Beyond Queues

Published on June 15, 2016
Notes on Nitsan Wakart's talk: 'Beyond Queues: Novel Concurrent Message Passing Techniques'

Nitsan blogs at http://psy-lob-saw.blogspot.co.uk/, mostly on JVM-related performance issues.

He works on the Zing JVM by Azul Systems.

Intro

The introduction mentioned LMAX, with a shoutout to Mike Barker :)

We did a fair bit of collaboration with Azul when we started using Zing at LMAX.

He also mentioned Azul’s new ReadyNow tech in Zing - it persists JVM profiling information so that warmup and JIT compilation pauses are greatly reduced when restarting.

The talk is on ‘novel’ message passing techniques - by which he seems to mean an overview of the best high performance queues on the JVM at the moment.

He mentions the Universal Scalability Law and says he’s not going to be talking about scaling much.

JDK queues

The JDK provides threads, blocking queues, lockless queues, thread pools/executors… lots of message-passing techniques and primitives.

But generally they are not suitable for low latency or high throughput applications.

They generate lots of garbage. Even array-backed queues generate garbage via the linked list used for the lock.

JCTools Queues

These are used in Netty core, so they are fairly widely distributed.

All queues are bounded. If you need an unbounded queue you should rethink your design and apply backpressure. It’s better to make backpressure explicit than to silently take ages to process a message while it makes its way to the front of an unbounded queue.

Be explicit about the acceptable wait time.

JCTools has specialised classes for different use cases.

  • Single Producer, Single Consumer - fastest
  • Multi Producer, Single Consumer - controls access to a shared resource
  • Single Producer, Multi Consumer - fanout (not multiplexed)
  • Multi Producer, Multi Consumer

There are some interesting benchmarks. MPMC beats MPSC in certain thread configurations as contention is reduced by consistently pairing consumer and producer threads.

To reduce contention, JCTools queues provide a relaxedPoll()/relaxedOffer() api in addition to the usual.

These provide no full/empty guarantees: false returned from relaxedOffer() doesn’t imply the queue was full.

JCTools also provides batch drain/fill operations, which claim chunks of the queue at once.

Access to the middle of a queue makes good performance harder. Note that JDK queues are also Collections.

Should you use it? yes…

  • if queues are a bottleneck
  • if garbage is a concern
  • if produce/consumer counts are known in advance

These queues do reference passing: the reference is changing ownership when consumed from the queue.

Some event garbage is inevitable with this design, since the queues only pass references not heap memory.

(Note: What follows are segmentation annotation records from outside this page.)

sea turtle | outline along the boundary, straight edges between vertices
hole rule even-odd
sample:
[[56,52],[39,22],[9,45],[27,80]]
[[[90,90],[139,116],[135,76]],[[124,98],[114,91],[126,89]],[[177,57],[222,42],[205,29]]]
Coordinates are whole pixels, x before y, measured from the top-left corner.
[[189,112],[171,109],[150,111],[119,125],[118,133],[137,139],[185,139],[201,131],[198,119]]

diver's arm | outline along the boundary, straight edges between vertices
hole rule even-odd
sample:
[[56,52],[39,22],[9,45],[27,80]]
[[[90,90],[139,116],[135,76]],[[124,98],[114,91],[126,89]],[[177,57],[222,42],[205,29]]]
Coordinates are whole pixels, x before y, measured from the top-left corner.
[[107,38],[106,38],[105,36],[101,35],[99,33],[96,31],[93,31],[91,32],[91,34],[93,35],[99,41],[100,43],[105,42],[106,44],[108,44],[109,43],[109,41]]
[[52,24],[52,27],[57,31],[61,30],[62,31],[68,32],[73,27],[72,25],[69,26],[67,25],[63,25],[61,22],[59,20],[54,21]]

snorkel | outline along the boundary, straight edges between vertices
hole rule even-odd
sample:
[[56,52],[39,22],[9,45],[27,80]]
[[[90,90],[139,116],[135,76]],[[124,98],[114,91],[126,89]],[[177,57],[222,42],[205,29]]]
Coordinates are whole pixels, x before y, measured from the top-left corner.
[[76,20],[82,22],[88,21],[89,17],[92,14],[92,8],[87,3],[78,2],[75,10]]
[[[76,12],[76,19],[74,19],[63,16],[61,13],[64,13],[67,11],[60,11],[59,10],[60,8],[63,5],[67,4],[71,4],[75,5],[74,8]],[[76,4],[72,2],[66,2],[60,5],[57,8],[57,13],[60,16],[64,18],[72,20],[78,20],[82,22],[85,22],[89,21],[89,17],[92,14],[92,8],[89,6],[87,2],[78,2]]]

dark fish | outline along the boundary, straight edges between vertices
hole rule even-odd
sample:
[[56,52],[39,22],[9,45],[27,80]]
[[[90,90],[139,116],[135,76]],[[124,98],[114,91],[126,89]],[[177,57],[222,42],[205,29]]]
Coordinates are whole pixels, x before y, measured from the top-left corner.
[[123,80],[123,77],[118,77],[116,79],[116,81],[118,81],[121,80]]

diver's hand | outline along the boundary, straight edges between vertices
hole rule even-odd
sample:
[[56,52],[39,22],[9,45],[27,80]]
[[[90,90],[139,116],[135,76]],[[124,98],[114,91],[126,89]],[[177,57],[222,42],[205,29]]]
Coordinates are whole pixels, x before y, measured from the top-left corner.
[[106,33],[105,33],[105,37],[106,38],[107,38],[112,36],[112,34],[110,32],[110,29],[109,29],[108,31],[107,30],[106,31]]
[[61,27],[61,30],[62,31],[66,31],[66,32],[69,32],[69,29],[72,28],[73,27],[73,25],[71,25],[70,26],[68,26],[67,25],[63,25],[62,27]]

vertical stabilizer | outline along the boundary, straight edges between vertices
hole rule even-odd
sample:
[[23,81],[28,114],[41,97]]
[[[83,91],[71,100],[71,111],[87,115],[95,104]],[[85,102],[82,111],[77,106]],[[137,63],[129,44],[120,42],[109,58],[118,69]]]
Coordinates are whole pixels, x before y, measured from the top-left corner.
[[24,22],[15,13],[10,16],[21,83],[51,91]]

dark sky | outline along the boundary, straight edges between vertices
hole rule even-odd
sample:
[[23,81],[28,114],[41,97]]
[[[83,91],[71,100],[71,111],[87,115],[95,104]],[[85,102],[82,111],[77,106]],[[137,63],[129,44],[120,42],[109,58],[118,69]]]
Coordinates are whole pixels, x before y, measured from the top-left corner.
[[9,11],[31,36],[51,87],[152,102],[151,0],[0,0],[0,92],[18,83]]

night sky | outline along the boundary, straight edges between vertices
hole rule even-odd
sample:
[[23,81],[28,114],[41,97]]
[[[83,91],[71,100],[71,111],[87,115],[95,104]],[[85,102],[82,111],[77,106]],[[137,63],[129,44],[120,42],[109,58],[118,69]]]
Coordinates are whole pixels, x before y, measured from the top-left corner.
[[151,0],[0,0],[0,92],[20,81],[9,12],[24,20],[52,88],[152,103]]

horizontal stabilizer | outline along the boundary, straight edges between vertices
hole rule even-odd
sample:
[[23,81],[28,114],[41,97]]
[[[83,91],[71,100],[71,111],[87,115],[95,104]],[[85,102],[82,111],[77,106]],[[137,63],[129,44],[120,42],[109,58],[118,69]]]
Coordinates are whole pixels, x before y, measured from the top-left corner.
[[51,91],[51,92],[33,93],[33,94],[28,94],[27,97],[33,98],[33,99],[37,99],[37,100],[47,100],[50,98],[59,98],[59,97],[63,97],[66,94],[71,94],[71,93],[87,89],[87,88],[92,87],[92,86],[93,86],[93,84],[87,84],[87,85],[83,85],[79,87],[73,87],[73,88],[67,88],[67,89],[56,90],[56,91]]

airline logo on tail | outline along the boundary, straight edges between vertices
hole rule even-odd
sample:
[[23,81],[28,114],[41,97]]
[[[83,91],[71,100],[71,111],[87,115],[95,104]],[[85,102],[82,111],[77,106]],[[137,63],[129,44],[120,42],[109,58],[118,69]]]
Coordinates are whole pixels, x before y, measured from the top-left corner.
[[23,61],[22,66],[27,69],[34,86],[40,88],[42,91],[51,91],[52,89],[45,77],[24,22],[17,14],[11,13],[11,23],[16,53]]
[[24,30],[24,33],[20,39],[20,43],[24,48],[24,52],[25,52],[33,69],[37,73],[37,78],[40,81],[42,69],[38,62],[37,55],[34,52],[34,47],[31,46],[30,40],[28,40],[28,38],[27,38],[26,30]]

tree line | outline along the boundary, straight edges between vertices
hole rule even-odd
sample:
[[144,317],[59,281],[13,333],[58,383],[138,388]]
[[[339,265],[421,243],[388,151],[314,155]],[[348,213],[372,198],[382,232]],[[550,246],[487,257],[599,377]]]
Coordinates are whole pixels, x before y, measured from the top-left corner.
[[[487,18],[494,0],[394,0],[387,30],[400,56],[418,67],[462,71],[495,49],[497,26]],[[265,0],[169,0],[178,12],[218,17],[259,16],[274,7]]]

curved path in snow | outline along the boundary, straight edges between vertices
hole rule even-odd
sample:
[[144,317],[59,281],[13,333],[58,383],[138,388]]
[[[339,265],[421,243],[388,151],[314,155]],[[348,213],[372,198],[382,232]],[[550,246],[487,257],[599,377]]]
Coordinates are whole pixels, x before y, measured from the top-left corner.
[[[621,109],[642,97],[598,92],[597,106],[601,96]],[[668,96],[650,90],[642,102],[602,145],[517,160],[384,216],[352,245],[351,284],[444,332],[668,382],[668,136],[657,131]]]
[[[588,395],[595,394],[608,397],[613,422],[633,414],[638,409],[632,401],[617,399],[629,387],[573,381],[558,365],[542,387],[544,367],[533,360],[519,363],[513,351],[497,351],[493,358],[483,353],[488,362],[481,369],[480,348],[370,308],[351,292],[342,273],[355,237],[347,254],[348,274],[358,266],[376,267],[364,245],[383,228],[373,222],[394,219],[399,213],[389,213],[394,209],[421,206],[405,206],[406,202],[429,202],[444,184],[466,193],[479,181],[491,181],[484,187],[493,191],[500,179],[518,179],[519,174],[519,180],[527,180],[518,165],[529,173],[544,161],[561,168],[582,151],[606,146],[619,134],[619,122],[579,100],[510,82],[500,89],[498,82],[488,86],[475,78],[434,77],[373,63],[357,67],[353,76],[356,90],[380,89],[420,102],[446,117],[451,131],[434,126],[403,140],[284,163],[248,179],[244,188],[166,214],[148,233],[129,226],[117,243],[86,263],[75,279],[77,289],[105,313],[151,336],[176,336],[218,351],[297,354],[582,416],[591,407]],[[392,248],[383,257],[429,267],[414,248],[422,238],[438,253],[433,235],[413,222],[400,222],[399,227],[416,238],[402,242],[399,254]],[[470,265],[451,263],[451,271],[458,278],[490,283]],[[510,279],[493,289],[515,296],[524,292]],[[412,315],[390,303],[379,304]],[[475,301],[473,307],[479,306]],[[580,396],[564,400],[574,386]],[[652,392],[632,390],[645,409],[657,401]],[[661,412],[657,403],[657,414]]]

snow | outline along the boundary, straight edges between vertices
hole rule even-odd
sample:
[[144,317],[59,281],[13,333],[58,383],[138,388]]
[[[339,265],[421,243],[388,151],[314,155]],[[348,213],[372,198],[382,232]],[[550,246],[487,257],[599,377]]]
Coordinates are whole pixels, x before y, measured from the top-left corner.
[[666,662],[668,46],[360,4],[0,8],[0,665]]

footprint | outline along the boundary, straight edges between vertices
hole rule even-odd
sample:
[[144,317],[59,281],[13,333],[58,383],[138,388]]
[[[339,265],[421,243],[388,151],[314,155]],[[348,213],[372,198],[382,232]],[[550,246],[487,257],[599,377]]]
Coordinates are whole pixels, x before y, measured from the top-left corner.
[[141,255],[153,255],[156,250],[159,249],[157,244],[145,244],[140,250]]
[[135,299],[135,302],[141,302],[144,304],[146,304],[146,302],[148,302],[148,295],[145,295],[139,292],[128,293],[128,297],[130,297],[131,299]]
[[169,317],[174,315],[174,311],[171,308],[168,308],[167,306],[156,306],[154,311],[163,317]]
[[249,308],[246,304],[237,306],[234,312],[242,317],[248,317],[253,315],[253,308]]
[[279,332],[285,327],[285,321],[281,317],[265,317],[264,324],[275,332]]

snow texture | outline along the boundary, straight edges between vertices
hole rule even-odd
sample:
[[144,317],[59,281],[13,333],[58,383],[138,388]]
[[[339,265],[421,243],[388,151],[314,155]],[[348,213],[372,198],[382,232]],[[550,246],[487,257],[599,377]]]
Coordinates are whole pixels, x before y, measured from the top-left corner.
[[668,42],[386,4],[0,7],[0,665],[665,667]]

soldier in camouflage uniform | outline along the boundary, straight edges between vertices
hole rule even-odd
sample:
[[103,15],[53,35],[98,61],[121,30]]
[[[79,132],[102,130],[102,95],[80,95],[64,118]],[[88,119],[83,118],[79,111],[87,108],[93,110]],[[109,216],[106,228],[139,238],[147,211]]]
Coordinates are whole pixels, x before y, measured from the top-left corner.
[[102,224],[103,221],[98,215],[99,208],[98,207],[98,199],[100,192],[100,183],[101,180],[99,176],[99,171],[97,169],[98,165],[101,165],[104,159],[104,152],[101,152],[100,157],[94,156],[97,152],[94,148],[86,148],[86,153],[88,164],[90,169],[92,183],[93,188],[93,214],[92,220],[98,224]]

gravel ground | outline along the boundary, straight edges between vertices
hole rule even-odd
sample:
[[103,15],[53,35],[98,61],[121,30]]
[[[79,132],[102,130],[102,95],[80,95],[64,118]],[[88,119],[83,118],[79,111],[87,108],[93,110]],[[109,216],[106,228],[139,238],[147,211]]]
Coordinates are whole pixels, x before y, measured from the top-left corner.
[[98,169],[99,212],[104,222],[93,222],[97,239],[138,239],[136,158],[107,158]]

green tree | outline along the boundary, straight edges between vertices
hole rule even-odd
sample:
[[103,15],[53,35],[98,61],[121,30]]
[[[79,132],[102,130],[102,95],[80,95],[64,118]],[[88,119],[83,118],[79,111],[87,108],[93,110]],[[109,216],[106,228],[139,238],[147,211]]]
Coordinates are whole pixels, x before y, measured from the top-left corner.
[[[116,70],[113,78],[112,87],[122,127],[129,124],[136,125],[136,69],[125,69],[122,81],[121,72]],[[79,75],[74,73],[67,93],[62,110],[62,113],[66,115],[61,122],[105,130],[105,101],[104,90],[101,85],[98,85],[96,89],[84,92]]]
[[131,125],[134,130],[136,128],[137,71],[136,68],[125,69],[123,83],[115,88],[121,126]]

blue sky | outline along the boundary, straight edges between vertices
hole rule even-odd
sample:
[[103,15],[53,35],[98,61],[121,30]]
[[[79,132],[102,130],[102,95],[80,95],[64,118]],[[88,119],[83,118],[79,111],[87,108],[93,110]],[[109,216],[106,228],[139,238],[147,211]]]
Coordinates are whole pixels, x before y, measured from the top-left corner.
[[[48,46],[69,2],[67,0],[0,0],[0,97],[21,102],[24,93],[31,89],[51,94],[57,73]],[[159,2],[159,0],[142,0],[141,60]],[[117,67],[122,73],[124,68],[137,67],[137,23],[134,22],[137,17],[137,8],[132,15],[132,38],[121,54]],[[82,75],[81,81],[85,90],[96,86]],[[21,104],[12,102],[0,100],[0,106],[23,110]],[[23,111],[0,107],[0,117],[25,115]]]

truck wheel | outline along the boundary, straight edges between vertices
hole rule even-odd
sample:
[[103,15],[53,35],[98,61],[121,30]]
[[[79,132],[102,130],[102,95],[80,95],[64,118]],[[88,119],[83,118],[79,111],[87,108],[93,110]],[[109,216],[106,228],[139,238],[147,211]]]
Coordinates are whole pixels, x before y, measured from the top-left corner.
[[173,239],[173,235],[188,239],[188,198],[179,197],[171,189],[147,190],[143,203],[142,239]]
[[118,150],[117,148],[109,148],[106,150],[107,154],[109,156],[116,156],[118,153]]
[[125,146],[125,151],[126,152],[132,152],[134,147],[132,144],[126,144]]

Queues must establish a ‘happens-before’ relationship to be useful - you don’t want your consumer to take a message reference but not see the producer’s updates to the message it points to.

Non-blocking queues can always be converted to blocking queues by adding a wait strategy.

JCTools uses code generation for this.

Different wait strategies:

  • spinning
  • yielding
  • sleeping (sometimes worse, sometimes better than yielding)
  • waiting on a lock

You have to chain queues manually to build meaningful workflows.

LMAX Disruptor

The disruptor was well known for a while, especially in finance, but based on the audience response is not all that widely used.

The first JVM design of the Disruptor was built about 6 years ago (so 2010).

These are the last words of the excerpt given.